Por Antonio Pérez Esclarín | @pesclarin
En el comienzo de un nuevo curso escolar, es necesario insistir en la necesidad de educadores apasionados, en formación permanente, y remunerados y tratados de acuerdo a la importancia transcendental de su labor.
Por considerar que el educador es la pieza clave para la calidad educativa, he dedicado y sigo dedicando mis mejores esfuerzos a la formación de educadores. Un buen maestro o profesor es la mejor lotería que le puede tocar a un grupo de niños o jóvenes en la vida. Así como un mal educador puede ser una verdadera desgracia para grupos numerosos de alumnos. El educador puede suponer la diferencia entre un pupitre vacío o un pupitre ocupado, entre un fracasado o un triunfador, entre una vida vacía y hueca o una vida plena y responsable.
De hecho, en nuestra propia experiencia de alumnos todos podemos señalar algunos educadores que, por estar tan comprometidos con su vocación, nos marcaron, nos ayudaron a levantarnos de una vida trivial, mediocre, a mirar siempre más alto y más profundo, nos enseñaron a volar. No desempeñaban una tarea, sino que cumplían con una vocación asumida con pasión. No era cuestión de horarios y tareas, sino de vida, de una vida comprometida.
“Después venía la clase. Con el Sr. Germain era siempre interesante por la sencilla razón de que él amaba apasionadamente su trabajo… En la clase del Sr. Germain la escuela alimentaba en ellos un hambre más esencial todavía para el niño que para el hombre, que es el hambre de descubrir. En las otras clases les enseñaban sin duda muchas cosas, pero un poco como se ceba a un ganso. Les presentaban un alimento ya preparado rogándoles que tuvieran a bien tragarlo. En las clases del Sr. Germain sentían por primera vez que existían y que eran objeto de la más alta consideración: se les juzgaba dignos de descubrir el mundo”

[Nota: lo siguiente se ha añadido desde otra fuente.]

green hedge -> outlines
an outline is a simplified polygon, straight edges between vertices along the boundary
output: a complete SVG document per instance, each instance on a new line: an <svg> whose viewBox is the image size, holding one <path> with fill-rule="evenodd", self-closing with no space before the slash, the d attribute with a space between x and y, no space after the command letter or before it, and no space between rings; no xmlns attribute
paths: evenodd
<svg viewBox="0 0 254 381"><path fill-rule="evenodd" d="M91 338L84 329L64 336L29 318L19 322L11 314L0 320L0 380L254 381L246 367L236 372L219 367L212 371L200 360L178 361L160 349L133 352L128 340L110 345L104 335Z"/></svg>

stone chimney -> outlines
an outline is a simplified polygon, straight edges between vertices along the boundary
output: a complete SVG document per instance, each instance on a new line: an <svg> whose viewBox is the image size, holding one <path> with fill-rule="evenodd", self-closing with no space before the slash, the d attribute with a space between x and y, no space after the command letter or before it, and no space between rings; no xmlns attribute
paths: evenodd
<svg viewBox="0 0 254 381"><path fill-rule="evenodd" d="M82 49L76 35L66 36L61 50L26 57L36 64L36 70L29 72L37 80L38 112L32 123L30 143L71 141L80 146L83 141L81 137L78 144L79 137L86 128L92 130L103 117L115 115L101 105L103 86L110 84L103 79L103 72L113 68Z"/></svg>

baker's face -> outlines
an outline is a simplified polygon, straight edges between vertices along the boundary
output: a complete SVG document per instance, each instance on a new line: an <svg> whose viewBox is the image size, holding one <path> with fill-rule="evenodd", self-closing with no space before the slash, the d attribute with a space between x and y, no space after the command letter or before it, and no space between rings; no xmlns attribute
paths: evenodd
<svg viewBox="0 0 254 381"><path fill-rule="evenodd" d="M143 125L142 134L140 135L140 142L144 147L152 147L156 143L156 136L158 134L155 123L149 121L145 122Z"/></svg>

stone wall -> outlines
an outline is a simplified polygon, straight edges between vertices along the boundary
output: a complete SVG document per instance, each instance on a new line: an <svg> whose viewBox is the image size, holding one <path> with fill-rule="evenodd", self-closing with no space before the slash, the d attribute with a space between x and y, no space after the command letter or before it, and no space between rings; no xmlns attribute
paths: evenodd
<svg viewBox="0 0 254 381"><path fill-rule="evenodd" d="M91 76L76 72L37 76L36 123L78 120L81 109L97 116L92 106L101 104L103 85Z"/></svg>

Cada día estoy más y más convencido que en educación, más que cambios curriculares o de métodos, hace falta pasión. Nada en la vida se logra sin pasión, y mucho menos en educación. Posiblemente la mayoría de nosotros hemos conocido a algún educador apasionado, al que también recordamos, como Camus, con especial cariño y agradecimiento: sus clases eran un viaje de aventuras por terrenos desconocidos, y el aprendizaje era siempre el descubrimiento de un nuevo tesoro que nos llenaba de alegría porque lo habíamos buscado con tesón y con ilusión.
Todos ellos mostraban un gran amor a su profesión y un gran amor a nosotros, sus alumnos. Por ello nos querían felices y procuraban que las clases fueran divertidas y amenas. Nunca vi que ofendieran o humillaran a alguien, y concebían los errores como obstáculos a superar en el camino, como retos a enfrentar entre todos.
Los maestros apasionados creen en las posibilidades de superación de cada alumno, son capaces de mirarlos con el corazón para descubrir sus cualidades y talentos, sus variadas inteligencias; se alegran con sus éxitos, aunque sean parciales, y están siempre dispuestos a dar una nueva oportunidad. Porque tienen un hambre insaciable de aprender, provocan las ganas de aprender en los demás. Para ellos, la enseñanza es una profesión creativa y audaz y la pasión no es una mera posibilidad, sino una realidad. Viven en formación permanente, no para acumular currículo y creerse superiores, sino para servir mejor.